Though the former employee did not have standing according to the court, a co-plaintiff who currently works for Wells Fargo and is an active participant in the retirement plan does have standing, so the court still considered Wells Fargo’s motion to dismiss the fiduciary breach and self-dealing claims.

The district court ruled that current Wells Fargo 401(k) participant Robin Figas can move forward on her claims that impermissibly invested in mutual funds managed by Wells Fargo affiliate Wells Fargo Fund Management (WFFM).

Magnuson rejected Wells Fargo's argument that to effectively state a claim under ERISA's prohibited transaction rule, the participant must also allege that Wells Fargo did not comply with the accompanying regulation to § 406, known as PTE 77-3, 42 Fed. Reg. 18, 734 (1977), which exempts from the prohibited transaction rules of § 406 any transaction in which the fiduciary does not:

  • pay any fees to the investment adviser except via the investment company's payment of its standard advisory and other fees;
  • pay a redemption fee to any party other than the investment company itself;
  • pay a sales commission; and
  • have dealings with the investment company on terms that are less favorable than between the investment company and any other shareholder.
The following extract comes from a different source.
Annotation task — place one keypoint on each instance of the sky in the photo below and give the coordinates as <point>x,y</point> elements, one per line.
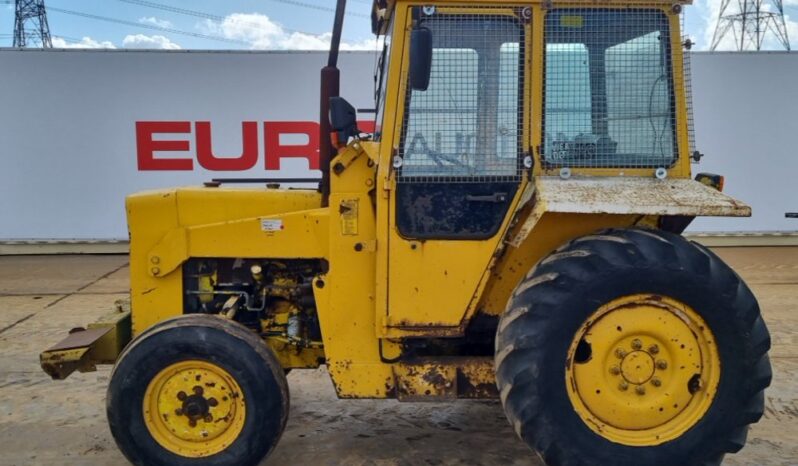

Magnuson said even if Figas did have the burden of also alleging non-compliance with the accompanying regulation, she did so by claiming that Wells Fargo invested in a category of stock that generated higher fees for WFFM, rather than in the "institutional" category that charged lower management fees.

The court also rejected the motion to dismiss claims that Wells Fargo breached its fiduciary duties to plan participants, saying that Figas' allegation that Wells Fargo not only invested in funds with higher fees, but that the funds also had lower returns than other, cheaper funds, was a "plausible" fiduciary breach claim.

The case is Gipson v. Wells Fargo & Co.,D. Minn.,No. 08-4546 (PAM/FLN), 3/13/09.